# Save Sibelius (??)



## nikolas (Jul 9, 2012)

From SOL, and Peter

Good morning everyone:

I am calling out to all Sibelius users and music lovers in general. As you may have heard last week Avid decided to close the UK offices of Sibelius, the world's leading software notation program. While this was purportedly done as part of "Avid's larger strategic reorganization", for Sibelius it means ripping the guts out of the program since all development occurs in the UK, under the inspired leadership of senior product manager Daniel Spreadbury. 

At this point it is up in the air what's going to happen to Sibelius. Word has it that development will be outsourced to the Ukraine or perhaps Daly City, California. Neither scenario makes any sense; developing a notation software program isn't a cookie cutter job but requires indepth knowledge of both music and music theory, and the history of the product. You can't just outsource that and start from scratch.
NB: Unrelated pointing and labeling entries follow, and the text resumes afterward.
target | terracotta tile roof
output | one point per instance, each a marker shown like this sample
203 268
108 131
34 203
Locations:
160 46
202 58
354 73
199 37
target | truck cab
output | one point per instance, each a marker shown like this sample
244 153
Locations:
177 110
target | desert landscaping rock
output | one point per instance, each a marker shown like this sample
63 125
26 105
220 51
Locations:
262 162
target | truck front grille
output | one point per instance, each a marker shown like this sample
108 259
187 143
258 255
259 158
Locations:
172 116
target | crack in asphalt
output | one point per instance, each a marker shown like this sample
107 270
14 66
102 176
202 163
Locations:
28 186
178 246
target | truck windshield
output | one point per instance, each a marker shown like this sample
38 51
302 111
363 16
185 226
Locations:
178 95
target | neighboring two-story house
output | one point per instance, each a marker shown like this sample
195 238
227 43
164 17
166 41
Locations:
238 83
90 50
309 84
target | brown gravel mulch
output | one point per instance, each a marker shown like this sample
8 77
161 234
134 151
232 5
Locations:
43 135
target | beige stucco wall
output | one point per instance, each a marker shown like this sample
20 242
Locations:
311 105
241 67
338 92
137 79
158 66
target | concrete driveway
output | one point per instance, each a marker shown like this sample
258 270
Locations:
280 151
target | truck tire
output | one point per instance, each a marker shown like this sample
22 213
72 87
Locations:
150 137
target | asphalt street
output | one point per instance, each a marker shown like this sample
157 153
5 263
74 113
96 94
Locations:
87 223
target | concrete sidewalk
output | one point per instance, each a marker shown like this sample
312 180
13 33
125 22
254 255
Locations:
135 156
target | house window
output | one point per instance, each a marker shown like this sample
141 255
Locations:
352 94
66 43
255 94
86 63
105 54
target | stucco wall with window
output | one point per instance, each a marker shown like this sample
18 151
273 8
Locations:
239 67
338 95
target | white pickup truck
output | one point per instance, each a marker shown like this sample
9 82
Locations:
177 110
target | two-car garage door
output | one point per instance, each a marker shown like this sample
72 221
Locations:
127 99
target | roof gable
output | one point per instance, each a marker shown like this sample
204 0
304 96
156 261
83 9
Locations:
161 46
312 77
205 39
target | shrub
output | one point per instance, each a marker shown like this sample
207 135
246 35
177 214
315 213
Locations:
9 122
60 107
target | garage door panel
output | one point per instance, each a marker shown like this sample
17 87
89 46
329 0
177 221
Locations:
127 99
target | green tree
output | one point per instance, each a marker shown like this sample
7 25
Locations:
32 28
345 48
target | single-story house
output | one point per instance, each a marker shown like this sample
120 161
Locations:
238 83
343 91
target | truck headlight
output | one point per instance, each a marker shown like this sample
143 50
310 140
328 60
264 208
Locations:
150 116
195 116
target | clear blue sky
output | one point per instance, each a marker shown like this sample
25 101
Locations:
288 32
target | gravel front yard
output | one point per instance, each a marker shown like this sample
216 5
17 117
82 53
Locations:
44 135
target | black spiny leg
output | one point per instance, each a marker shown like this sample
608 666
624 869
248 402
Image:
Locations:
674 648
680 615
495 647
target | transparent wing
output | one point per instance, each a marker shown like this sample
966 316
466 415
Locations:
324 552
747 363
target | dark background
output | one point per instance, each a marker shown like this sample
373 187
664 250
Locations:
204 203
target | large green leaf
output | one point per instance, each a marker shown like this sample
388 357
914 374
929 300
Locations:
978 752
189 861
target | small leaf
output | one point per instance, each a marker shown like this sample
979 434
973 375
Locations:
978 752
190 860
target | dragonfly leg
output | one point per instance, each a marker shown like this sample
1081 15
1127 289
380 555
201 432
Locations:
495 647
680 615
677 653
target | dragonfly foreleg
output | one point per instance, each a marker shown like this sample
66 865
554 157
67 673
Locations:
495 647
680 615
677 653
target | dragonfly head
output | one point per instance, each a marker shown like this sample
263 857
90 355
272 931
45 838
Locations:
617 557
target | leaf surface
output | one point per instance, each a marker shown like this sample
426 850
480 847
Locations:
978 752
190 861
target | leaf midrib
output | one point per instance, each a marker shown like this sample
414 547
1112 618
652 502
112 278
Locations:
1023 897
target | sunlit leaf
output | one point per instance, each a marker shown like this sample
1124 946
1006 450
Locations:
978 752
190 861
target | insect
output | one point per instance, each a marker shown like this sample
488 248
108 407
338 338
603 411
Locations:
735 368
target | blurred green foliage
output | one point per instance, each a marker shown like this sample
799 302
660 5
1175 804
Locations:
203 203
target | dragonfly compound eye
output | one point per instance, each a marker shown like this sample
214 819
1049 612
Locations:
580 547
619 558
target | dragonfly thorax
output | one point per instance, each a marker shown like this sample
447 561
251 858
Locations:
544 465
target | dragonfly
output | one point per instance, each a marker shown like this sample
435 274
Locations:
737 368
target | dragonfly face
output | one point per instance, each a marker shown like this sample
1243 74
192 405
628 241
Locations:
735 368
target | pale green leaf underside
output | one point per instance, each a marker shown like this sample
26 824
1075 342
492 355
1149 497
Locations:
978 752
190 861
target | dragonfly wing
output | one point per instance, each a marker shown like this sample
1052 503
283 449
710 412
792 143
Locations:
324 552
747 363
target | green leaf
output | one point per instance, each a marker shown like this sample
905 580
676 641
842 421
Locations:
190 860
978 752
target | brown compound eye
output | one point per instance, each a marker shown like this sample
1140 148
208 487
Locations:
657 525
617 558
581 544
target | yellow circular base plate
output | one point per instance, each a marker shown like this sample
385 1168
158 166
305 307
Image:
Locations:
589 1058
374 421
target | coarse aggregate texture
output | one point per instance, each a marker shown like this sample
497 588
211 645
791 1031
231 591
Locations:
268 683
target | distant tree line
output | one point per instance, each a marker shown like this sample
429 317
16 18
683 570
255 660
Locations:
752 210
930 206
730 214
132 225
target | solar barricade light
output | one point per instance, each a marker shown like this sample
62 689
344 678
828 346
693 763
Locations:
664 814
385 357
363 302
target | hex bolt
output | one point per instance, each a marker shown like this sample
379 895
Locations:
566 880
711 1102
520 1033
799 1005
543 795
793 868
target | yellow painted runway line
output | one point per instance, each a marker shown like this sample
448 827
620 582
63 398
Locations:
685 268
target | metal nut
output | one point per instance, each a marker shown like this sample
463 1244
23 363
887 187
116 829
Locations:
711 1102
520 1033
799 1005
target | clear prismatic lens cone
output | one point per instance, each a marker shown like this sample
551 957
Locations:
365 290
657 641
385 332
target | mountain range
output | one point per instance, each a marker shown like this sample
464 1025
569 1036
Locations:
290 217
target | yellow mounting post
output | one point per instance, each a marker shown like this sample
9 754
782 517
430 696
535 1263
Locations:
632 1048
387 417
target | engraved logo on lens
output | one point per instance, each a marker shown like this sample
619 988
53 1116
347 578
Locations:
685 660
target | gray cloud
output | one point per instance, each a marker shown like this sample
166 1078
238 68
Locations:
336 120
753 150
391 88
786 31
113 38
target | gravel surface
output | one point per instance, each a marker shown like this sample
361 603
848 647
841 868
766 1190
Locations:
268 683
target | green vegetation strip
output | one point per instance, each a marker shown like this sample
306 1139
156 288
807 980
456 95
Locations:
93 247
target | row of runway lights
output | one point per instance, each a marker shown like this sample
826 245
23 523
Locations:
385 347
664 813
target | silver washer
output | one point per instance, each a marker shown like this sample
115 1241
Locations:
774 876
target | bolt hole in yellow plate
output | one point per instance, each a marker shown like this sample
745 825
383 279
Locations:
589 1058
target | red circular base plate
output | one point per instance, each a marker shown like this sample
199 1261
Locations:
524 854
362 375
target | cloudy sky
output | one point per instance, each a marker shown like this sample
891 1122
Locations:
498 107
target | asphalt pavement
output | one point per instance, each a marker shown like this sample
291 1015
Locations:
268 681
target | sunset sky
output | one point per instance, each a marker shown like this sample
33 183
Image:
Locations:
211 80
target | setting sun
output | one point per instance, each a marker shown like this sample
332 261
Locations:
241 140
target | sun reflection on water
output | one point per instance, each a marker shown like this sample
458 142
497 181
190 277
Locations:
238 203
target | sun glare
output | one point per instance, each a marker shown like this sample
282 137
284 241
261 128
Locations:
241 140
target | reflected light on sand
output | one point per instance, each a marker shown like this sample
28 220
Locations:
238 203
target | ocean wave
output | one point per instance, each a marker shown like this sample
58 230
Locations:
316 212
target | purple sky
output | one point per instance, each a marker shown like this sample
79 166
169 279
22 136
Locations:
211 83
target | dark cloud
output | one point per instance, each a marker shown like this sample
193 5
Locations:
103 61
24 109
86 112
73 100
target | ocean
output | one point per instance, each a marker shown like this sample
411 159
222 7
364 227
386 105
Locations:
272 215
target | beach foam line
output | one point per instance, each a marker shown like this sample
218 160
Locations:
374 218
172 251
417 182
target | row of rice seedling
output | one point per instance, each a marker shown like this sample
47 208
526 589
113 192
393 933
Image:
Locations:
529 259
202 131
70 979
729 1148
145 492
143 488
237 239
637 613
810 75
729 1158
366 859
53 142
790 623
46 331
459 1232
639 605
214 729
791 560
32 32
The Sibelius forum has been in uproar over the past couple of days with users expressing massive support in favor of Daniel and his team. Apparently this hasn't fallen on deaf ears, since now Avid management are seeking public feedback, here:

http://community.avid.com/blogs/avid/archive/2012/07/07/sibelius-community.aspx

If you haven't done so already, please go over there and express your concerns over Avid's policy in regards to Sibelius. We can't let Avid destroy a brilliant product because of a short-sighted attempt at cost saving or whatever it is Avid is thinking.

Thank you for your consideration.


----------